Sampaio resgatou a história da Constituição para explicar os ajustes e as interpretações que começaram a ser feitos, abrindo brechas para os chamados “penduricalhos”. 

“Quando nós observamos as mudanças no texto constitucional desde 1988, quanto ao teto remuneratório, nós vamos ver que o poder constituinte derivado, o que é o poder constituinte derivado? É aquele que tem autoridade para mudar o texto da Constituição através de emendas à carta magna”, afirmou.

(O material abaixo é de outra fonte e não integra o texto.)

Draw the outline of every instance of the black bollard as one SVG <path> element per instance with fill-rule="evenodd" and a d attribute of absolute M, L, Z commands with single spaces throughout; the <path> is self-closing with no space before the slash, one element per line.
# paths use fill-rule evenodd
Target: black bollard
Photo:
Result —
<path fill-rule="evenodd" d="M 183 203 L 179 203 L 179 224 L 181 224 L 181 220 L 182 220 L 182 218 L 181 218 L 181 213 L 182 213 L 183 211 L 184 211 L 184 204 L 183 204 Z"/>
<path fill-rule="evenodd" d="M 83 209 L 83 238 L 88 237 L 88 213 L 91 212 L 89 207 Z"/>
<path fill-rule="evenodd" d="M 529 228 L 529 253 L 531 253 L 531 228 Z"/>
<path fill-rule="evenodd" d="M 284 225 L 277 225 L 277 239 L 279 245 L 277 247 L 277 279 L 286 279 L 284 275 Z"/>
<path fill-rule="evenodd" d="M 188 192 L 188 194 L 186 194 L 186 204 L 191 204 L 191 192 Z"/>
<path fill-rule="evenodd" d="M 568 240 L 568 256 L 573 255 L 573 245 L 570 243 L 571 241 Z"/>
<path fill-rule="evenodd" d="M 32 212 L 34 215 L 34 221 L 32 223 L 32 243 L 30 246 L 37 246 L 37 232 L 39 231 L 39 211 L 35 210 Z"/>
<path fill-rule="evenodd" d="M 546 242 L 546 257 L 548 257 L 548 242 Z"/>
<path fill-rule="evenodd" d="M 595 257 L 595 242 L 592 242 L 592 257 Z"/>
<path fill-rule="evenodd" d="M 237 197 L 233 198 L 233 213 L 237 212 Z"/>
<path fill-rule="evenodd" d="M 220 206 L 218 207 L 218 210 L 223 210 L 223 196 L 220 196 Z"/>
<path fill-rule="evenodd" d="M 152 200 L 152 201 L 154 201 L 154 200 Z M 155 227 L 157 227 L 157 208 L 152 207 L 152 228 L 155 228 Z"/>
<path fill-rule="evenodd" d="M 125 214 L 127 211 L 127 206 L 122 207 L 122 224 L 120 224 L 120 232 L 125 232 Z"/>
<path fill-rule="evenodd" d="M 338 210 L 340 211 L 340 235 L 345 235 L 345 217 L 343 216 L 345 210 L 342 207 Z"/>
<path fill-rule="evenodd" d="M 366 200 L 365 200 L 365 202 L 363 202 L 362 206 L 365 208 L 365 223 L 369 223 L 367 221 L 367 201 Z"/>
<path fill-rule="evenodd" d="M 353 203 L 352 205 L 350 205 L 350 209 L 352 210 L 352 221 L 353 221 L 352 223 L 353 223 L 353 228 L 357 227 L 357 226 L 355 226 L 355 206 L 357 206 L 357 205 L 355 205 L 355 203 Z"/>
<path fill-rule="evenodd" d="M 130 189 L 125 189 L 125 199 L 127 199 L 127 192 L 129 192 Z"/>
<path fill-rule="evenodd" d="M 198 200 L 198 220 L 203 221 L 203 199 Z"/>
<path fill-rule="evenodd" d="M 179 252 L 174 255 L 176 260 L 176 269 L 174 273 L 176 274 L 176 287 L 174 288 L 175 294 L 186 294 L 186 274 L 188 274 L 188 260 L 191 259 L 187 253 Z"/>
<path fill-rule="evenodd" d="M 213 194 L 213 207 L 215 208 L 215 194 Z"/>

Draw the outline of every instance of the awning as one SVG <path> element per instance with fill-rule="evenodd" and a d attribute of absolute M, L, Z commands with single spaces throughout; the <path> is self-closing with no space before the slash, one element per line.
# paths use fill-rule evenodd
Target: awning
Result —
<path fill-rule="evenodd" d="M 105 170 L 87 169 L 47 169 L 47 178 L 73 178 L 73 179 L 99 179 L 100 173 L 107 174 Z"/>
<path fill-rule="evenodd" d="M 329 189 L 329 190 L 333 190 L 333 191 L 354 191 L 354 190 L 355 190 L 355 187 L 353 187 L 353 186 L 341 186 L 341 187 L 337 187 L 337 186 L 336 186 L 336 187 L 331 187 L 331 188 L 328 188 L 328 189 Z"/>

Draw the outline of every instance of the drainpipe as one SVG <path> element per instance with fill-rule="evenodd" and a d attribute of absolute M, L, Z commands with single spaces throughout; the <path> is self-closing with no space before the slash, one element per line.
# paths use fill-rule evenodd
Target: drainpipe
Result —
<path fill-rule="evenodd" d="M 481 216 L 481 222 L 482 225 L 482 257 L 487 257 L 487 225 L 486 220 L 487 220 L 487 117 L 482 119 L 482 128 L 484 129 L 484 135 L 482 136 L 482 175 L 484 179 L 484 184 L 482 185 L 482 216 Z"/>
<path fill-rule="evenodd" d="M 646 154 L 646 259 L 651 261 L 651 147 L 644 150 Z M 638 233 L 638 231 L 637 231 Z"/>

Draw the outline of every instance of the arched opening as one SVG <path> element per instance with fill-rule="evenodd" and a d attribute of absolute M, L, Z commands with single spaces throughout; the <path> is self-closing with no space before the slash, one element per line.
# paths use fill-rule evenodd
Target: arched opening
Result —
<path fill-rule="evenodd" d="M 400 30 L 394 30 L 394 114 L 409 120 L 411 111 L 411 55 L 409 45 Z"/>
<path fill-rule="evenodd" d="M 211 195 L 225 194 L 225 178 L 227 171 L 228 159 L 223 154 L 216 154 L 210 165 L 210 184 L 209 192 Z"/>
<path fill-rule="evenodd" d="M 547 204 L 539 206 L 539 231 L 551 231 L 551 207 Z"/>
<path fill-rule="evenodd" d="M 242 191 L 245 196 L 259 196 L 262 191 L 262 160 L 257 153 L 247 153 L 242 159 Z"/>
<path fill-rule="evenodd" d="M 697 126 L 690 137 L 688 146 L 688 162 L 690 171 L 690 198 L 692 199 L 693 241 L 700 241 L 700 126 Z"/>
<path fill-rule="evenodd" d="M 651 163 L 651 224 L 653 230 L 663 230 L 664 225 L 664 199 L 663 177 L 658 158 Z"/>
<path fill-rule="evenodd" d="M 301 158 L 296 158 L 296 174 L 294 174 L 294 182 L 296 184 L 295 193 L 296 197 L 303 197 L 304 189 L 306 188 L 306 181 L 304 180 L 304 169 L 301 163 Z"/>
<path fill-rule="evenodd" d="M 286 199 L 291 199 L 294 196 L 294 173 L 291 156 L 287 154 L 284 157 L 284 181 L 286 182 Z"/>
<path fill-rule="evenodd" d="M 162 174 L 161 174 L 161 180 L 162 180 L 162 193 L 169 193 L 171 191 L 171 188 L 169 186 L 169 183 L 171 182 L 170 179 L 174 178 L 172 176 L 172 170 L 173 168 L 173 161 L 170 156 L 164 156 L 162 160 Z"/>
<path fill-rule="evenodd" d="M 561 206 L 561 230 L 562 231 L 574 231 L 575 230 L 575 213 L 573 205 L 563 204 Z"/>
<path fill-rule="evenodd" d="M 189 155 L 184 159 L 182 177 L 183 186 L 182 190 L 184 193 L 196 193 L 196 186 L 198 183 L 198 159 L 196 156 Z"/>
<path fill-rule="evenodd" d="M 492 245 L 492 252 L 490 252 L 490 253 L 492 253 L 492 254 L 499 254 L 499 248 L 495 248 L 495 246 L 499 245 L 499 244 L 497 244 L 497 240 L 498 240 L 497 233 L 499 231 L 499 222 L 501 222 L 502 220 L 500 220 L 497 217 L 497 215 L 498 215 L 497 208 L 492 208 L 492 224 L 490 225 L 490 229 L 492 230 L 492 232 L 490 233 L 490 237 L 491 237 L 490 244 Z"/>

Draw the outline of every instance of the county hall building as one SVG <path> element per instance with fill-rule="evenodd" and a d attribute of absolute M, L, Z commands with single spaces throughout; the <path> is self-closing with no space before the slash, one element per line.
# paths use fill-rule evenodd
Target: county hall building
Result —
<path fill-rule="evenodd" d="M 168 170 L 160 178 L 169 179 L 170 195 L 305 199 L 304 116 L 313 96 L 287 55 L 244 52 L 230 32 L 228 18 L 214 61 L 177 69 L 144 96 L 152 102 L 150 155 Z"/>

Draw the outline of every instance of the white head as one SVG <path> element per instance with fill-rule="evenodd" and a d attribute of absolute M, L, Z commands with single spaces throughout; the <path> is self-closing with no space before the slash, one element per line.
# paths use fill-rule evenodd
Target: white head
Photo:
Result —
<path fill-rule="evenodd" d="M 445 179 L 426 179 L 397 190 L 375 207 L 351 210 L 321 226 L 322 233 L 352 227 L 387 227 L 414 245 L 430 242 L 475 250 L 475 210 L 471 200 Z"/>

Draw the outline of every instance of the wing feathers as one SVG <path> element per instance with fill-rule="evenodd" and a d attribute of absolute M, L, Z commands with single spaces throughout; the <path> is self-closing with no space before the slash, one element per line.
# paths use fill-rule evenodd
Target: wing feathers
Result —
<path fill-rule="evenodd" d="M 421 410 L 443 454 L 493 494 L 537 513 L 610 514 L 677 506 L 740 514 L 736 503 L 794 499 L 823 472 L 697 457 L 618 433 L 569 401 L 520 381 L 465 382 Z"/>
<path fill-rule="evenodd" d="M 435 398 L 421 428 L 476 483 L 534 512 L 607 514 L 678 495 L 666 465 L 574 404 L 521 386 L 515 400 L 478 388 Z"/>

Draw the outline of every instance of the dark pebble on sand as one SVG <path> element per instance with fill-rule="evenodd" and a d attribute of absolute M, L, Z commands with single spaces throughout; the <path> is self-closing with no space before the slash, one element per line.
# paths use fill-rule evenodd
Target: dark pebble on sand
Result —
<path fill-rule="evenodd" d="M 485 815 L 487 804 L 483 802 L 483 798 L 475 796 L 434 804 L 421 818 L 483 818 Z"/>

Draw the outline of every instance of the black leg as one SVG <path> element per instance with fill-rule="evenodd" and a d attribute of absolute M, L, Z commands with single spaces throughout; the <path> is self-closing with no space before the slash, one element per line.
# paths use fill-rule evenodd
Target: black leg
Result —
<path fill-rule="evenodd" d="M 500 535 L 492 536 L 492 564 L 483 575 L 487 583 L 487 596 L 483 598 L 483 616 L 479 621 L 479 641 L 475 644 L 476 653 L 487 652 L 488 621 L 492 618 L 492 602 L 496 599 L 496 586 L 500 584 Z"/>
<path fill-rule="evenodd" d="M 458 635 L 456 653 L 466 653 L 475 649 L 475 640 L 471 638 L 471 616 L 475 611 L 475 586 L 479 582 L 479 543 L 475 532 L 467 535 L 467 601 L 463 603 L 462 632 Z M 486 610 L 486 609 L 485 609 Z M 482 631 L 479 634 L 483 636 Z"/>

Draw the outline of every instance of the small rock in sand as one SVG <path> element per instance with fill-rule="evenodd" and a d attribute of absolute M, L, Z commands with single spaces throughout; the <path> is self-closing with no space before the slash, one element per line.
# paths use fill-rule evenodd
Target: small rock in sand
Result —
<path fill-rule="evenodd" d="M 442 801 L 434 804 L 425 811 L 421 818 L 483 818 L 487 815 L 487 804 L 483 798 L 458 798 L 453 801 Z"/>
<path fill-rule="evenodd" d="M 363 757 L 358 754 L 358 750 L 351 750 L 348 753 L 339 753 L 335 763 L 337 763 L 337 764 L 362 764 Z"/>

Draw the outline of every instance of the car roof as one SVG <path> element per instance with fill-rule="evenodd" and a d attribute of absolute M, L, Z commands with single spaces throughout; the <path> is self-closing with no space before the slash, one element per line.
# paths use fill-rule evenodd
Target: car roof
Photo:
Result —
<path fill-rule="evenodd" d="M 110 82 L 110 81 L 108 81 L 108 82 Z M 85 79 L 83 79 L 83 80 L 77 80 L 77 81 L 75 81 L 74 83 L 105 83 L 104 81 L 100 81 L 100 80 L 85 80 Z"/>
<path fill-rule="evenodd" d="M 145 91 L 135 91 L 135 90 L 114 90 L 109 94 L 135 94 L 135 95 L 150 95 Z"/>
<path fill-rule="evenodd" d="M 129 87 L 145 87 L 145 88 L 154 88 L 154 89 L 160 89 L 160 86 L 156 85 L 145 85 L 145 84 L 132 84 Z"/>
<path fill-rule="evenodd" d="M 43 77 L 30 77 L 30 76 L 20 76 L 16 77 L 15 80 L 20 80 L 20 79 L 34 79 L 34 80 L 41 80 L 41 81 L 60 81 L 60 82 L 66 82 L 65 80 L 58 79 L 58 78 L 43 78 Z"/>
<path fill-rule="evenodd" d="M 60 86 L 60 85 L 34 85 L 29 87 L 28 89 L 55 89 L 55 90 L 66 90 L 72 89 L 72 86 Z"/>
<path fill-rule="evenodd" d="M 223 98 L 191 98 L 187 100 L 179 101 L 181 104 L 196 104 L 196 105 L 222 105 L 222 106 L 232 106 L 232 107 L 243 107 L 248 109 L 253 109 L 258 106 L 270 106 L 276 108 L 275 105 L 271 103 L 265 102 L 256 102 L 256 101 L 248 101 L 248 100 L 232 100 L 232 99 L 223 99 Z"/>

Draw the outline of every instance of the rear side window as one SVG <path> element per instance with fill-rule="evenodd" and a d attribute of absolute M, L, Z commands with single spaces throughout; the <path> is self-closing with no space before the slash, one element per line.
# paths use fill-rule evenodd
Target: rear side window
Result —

“O poder derivado foi fixando, com o passar do tempo, redações mais detalhistas, pormenorizadas para não dar espaço para se fugir ao teto constitucional. Então, quando nós olhamos o texto originário, a definição de teto constitucional, no meu sentir já era bastante (suficiente), mas interpretações sobre interpretações começaram a permitir que essa limitação fosse transpassada”, explicou.

Leia mais: Gilmar Mendes suspende penduricalhos de juízes e promotores

Sampaio explicou que muitos penduricalhos começaram a ser aceitos por conterem o rótulo de “verba indenizatória”. “Eu até estou de acordo: indenização não tem relação com caráter remuneratório. Tem que ser paga, claro. Mas não é qualquer coisa que pode ser chamado de indenização.”